To The Editor: We agree with Drs. Leucht, Heres, Hamann, and Kissling that pretrial medication should be considered when designing, reporting, and interpreting randomized controlled trials of antipsychotic medications. In some cases, stratifying by pretrial medication may be needed, as exemplified in the Comparison of Antipsychotics for Metabolic Problems study that is currently on the National Institute of Mental Health (NIMH) Schizophrenia Trials Network and examines the effectiveness of switching medications to address weight and metabolic problems (1).
As Dr. Leucht et al. suggest, enrollment criteria that exclude those who have failed to respond to one study drug but not to others could bias the results of a clinical trial. Their proposal to reanalyze, where possible, earlier studies comparing haloperidol to newer antipsychotics could determine whether patients with previous poor responses to haloperidol fared worse while receiving haloperidol than those patients without such prior exposure.
Dr. Leucht et al. paraphrased us as stating “that most patients in CATIE were only moderately ill and relatively stable at baseline.” However, it was reported that “these individuals varied widely in clinical severity.” This range led us to examine the impact of severity, and we reported no significant interaction between baseline Positive and Negative Syndrome Scale scores and the “stay versus switch” variable. Therefore, although we agree that switching the medications of stable patients may risk destabilization, our reanalysis of CATIE did not provide evidence to support their assertion concerning the interaction between switching medications and clinical status.
Whether first-generation antipsychotics, such as haloperidol or perphenazine, are more effective than second-generation antipsychotics in individuals who have failed trials of newer drugs is an empirical question, as is the extent to which response to previous medications predicts response to subsequent medications.
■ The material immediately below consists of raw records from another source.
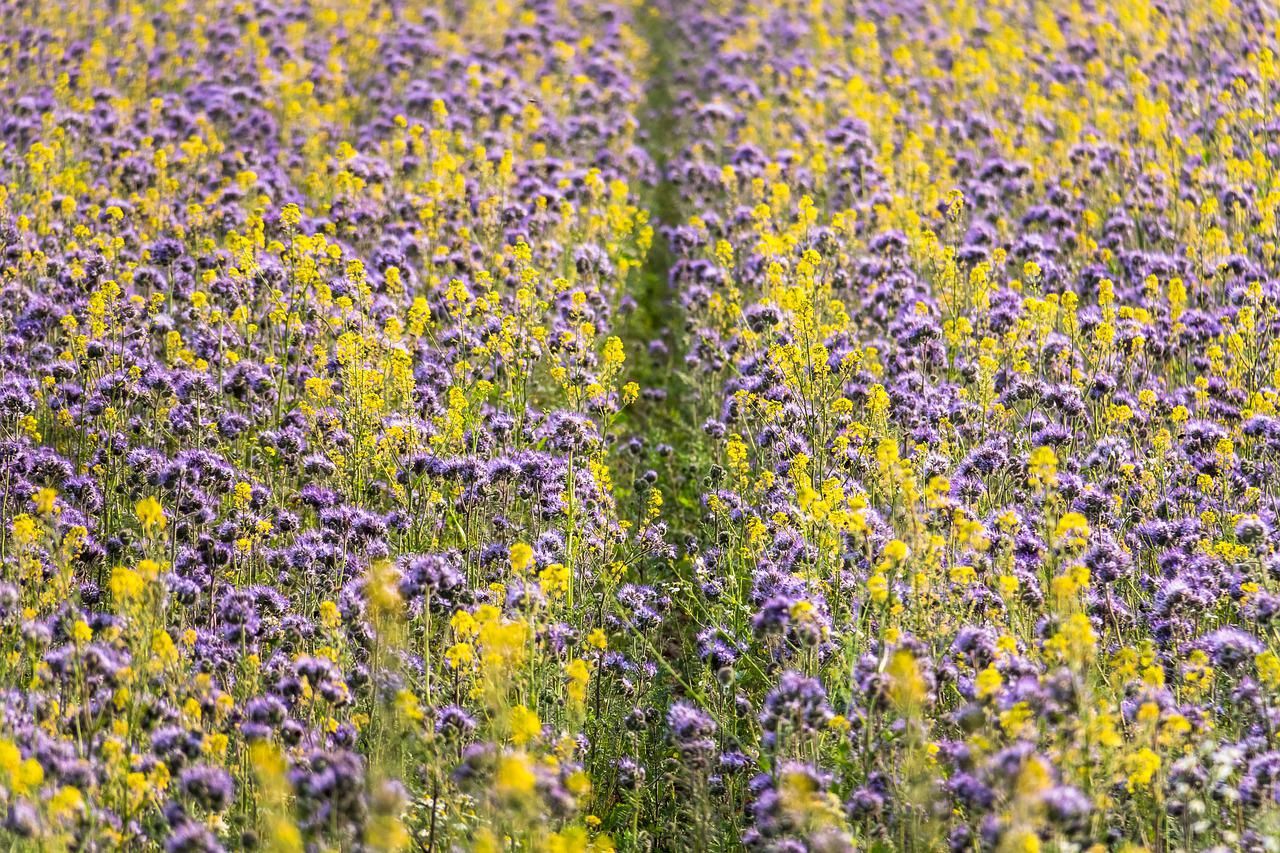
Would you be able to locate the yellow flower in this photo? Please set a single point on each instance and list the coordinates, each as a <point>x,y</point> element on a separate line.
<point>81,632</point>
<point>525,725</point>
<point>67,802</point>
<point>988,683</point>
<point>521,557</point>
<point>515,778</point>
<point>1072,532</point>
<point>23,775</point>
<point>150,514</point>
<point>577,675</point>
<point>23,529</point>
<point>554,579</point>
<point>1142,767</point>
<point>45,501</point>
<point>878,588</point>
Unfortunately, the conventional wisdom of 2000 led us not to include a first-generation antipsychotic in phase 2 of the CATIE schizophrenia trial (2). However, a recent report by Kane et al., which compared aripiprazole and perphenazine in individuals with schizophrenia who had a history of “antipsychotic resistance” and a poor response to a prospective trial of olanzapine or risperidone, supported the proposition that those who discontinue one of the newer drugs may benefit from a trial of a first-generation antipsychotic (3).
1.Stroup TS, McEvoy J.P, Swartz MS, Hamer RM, Perkins DO, Lieberman JA: Comparison of Antipsychotics for Metabolic Problems (CAMP): A NIMH Schizophrenia Trials Network Study. Clin Schizophr Rel Psychoses 2007; 1:79–82
2.Stroup TS, McEvoy JP, Swartz MS, Byerly MJ, Glick ID, Canive JM, McGee MF, Simpson GM, Stevens MC, Lieberman JA: The National Institute of Mental Health Clinical Antipsychotic Trials of Intervention Effectiveness (CATIE) project: schizophrenia trial design and protocol development. Schizophr Bull 2003; 29:15–31
3.Kane JM, Meltzer HY, Carson WH Jr., McQuade RD, Marcus RN, Sanchez R: Aripiprazole for treatment-resistant schizophrenia: results of a multicenter, randomized, double-blind, comparison study versus perphenazine. J Clin Psychiatry 2007; 68:213–223
The authors’ disclosures accompany their original articles.
This letter (doi: 10.1176/appi.ajp.2007.07030404r) was accepted for publication in April 2007.